Уничтожив вескую улику, убийца открыл форточку, затем закрыл дверь на замок, осторожно, чтобы не оставить следов, залез в форточку и закрыл её.

Ничем, никакой мелочью нельзя манкировать, иначе – разоблачение! А разоблачение – это зона, крах всех амбициозных мечтаний.

Надо и рубашку уничтожить – весомая улика! Это уже, как говорится, дело техники. Сжечь рубашку нельзя – он должен быть тише воды, ниже травы, чтобы его никто не увидал на даче, будто его и нет здесь.

 Он разорвал рубашку на узкие полоски, скрутил их в тугой клубок, открыл западню подпола, спустился в холодное, тёмное, сырое подполье. И здесь сообразил, что не взял никакой лопаты, чтобы выкопать яму и захоронить в ней остатки дачной рубашки. Он вылез из подпола, воровато осмотрелся – лопаты, конечно, в доме нет, все лопаты в сарайке, но выйти из дома страшно, да и предосторожность соблюдать надо. Он окинул взглядом комнату – на столе нож! Это уже не есть плохо! Он схватил нож и юркнул в подпольный холодок; вскоре можно было услышать, как нож взрыхливает глину. Наконец, он закопал обрывки, внимательно осмотрел всё – нет ли следов его трудов. Вылез из подпола, закрыл западню, тщательно вымыл нож, поливая на него из кружки, стоящей подле вечером принесённого ведра воды и протёр его. 

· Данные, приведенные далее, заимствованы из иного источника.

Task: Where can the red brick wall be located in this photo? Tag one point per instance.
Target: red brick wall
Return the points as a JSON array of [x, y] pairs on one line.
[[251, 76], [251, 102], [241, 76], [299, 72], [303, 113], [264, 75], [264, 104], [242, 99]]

Так! Теперь надо уничтожить обувь, в которой ходил в тумане, благо обуви старенькой до и больше. Он быстро закопал и обувь.

- Теперь ищите! – прошептал он.

У него началась нервная лихорадка, знобило так, что он весь покрылся пупырышками. Он прилёг на диван, накинул на себя всё, что мог, но озноб не проходил.

- Старая ведьма! – с ненавистью подумал он. – И надо-ж было её подвернуться! И как я манкировал дурацкий репейник, не зашёл в ограду, не посмотрел под кустом! Да мог бы и меж штакетин просунуть руку – и вот он, проклятый камень!

Он совершил убийство ещё раз, так как увидел, что не соверши он повторно преступления, то будет разоблачён, а убийство, как он думал, ведёт его к спасению. На это и обречена была его преступная душа.